Thursday, March 30, 2017

Triggeration Day

Today the nation of my birth began a process which can be characterised as throwing the baby out with the bathwater. 

This is beyond contention I believe. What is certainly worth disputing is just how much baby and how much bathwater might be involved. 

And I have friends and family whose perspicacity is largely beyond reproach who are convinced that the baby is dead or at least dying anyway. 

I have to acknowledge that my own perspective on this has educational and generational bias. 

In the 80s I took advantage on several occasions of the Inter-Rail programme and travelled freely around what we Brits call 'the continent', including those parts still under the sway of communist autocracies, plus two visits to the pre-Glasnost USSR. 

Then in the early 90s I helped build a new business situated at the intersection of the then wild west frontiers of fabulous opportunity - digial communications and the economies of the newly-liberated states of Central and Eastern Europe. 

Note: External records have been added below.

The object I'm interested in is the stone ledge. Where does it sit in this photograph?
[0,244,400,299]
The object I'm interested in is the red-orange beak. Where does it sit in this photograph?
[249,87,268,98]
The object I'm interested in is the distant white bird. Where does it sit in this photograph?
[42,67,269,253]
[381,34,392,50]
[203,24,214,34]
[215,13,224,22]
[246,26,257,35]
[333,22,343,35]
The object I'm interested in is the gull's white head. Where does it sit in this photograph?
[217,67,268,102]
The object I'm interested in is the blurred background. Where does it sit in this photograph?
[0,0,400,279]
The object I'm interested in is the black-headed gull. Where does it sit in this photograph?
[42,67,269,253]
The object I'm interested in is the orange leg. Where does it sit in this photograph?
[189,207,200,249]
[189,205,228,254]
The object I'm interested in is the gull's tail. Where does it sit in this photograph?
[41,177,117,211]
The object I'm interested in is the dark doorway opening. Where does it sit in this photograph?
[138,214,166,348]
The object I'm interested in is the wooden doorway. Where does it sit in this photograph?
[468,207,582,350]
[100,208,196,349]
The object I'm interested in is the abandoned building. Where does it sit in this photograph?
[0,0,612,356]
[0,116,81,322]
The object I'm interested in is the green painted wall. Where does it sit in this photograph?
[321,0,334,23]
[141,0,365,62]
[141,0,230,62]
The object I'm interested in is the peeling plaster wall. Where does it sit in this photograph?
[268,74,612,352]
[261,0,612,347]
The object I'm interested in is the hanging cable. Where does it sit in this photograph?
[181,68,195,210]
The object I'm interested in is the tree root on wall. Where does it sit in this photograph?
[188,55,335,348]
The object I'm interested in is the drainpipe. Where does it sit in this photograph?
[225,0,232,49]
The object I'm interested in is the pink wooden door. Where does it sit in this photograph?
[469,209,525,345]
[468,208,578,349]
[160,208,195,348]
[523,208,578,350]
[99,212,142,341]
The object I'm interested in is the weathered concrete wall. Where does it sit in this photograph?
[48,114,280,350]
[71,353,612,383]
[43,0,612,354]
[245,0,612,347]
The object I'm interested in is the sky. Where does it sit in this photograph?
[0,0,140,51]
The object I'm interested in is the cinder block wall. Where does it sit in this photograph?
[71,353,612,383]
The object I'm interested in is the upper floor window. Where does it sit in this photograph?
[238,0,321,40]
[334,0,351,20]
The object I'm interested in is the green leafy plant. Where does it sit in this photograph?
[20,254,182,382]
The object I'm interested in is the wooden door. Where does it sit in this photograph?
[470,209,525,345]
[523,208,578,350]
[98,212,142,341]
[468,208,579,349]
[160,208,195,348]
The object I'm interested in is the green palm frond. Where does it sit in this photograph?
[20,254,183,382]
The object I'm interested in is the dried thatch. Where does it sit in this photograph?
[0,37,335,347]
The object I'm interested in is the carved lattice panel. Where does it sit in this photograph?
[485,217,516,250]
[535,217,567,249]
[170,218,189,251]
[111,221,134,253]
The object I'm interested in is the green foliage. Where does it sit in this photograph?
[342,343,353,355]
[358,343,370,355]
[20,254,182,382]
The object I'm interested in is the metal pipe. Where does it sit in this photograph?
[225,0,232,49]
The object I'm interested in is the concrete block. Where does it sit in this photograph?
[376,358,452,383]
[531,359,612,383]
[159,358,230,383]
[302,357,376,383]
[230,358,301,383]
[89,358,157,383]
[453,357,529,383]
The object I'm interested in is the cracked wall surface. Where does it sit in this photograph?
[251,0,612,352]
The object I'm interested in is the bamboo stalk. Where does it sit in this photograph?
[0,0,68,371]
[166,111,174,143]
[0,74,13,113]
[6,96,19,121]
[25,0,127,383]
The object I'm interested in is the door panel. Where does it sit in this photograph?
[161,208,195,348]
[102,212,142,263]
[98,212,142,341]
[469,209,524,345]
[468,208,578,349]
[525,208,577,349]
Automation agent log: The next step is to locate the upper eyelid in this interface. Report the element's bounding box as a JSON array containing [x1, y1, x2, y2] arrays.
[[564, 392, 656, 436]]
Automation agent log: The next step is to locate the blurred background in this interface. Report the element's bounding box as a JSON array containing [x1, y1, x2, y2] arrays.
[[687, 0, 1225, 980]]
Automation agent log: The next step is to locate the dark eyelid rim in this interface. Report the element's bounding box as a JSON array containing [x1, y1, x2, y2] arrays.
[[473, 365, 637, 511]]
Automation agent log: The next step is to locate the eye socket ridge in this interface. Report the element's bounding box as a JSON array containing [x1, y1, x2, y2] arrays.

There seemed to be plenty of baby to cherish there, but more recent contemplation sees me admitting that in the end there was also a good deal more bathwater than at first anticipated. 

This appears to be true of all the babies one might choose to cherish, but those above and below me in age seem strangely unwilling to acknowledge the need for compromise these days. 

I bought into both the soi-disant 'European Dream' and the 'Digital Revolution' because both not only promised great things, in their early phases the delivery was also indubitable.  (And because in the case of the dream, there was just enough of the nightmare still visible to spur one on.)


How much of my remaining commitment to these ideals is nostalgia? 


I ask myself the same thing when I return to some of the haunts of my early travels in Central America. Some of them have been transformed from unspoiled, almost dreamlike loci of youthful potentiality into solid modern urban environments with all the sell-outs and trade-offs such an expansion requires. 

And yet anyone who had ever followed my observations about destinations such as Playa del Carmen over the years will know that I have come to accept its corruption over time, just as I accept my own.